ZETA has always concentrated its main production in Almaty, but now it is also expanding to Astana. The company has already bought a land plot there and plans to build a 5,500 square metres industrial complex there. It has already built a 2,500 square metres pipe rolling production plant.
The company gets most of the raw materials for its furniture from the Russian city of Ufa. The metal for its chairs, armchairs and sofas comes from Temirtau in the Karaganda region.
In 2013, the company plans to expand on a total of 12,000 square metres of industrial space in Almaty and Astana, thanks to new investment from its Italian partners.

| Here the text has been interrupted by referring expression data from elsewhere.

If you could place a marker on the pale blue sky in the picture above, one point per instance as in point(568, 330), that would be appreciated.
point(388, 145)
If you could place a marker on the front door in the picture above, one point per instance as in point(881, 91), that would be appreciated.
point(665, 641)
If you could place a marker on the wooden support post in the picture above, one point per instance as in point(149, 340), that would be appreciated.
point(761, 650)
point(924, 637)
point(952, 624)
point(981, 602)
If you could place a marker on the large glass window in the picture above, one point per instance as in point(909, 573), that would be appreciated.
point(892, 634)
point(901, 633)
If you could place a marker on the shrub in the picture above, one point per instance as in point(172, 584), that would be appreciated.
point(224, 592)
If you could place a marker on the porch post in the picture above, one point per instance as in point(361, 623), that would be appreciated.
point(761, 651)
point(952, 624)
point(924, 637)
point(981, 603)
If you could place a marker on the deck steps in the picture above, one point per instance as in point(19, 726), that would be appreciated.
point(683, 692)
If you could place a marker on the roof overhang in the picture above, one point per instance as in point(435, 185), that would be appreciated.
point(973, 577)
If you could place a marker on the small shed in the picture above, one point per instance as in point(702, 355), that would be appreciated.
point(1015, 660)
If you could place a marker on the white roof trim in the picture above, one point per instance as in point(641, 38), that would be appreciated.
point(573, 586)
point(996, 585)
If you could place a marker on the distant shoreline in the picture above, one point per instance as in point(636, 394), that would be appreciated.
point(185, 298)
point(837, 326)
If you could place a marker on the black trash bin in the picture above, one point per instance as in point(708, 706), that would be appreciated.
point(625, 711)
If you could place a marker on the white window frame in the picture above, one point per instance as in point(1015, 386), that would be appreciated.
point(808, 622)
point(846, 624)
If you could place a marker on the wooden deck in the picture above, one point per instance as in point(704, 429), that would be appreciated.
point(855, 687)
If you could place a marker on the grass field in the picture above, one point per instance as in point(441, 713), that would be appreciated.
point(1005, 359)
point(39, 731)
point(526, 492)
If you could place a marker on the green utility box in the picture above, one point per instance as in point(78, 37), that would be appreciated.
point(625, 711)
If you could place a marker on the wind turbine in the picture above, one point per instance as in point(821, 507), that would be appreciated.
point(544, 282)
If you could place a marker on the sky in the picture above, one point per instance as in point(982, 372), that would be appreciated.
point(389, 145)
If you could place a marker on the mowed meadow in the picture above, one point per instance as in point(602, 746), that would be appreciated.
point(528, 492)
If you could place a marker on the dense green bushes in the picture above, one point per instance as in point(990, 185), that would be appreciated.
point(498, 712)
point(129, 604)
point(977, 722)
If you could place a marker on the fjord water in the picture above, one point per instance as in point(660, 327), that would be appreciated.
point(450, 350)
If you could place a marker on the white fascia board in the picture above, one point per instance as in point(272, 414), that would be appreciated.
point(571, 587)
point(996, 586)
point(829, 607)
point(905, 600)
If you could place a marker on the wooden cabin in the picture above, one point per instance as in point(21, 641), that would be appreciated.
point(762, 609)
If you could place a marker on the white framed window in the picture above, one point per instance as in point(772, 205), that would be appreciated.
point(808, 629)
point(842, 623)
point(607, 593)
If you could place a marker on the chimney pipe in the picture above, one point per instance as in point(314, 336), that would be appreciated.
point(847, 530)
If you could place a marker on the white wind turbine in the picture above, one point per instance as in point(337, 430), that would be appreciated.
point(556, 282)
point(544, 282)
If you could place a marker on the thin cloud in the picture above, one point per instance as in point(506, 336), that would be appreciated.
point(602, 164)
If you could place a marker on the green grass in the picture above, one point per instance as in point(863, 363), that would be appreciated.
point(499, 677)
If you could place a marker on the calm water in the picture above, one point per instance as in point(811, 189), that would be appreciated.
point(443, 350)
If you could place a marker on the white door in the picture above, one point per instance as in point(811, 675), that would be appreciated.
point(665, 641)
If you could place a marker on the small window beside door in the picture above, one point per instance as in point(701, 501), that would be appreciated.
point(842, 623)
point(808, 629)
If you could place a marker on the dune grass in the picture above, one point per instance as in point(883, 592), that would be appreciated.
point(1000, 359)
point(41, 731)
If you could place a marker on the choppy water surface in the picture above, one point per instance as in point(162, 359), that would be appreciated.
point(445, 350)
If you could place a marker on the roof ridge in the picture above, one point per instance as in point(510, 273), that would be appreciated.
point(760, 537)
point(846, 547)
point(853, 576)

The company began to expand rapidly six years ago when it bought two hectares (20,000 square metres) of land at an abandoned bakery plant in the city of Talgar, near Almaty. Today it is ZETA’s main production centre for pipe rolling and plastic production and employs 600 people. The Talgar plant’s products are 10 times cheaper than similar products from Russia (or only 10 percent of their unit cost). ZETA is also developing the leather goods industry in Kazakhstan. It has published a children’s book with a print run of one million to educate its readers how to sort trash and save secondary raw materials for future production.
ZETA remains committed to introducing further innovation in the domestic furniture industry, substituting for foreign imports and creating new jobs. It is also committed to improving the living conditions of its workers and has purchased 18 apartments in Almaty and another 38 in Talgar to house them, as well as constructing a new building with 15 apartments.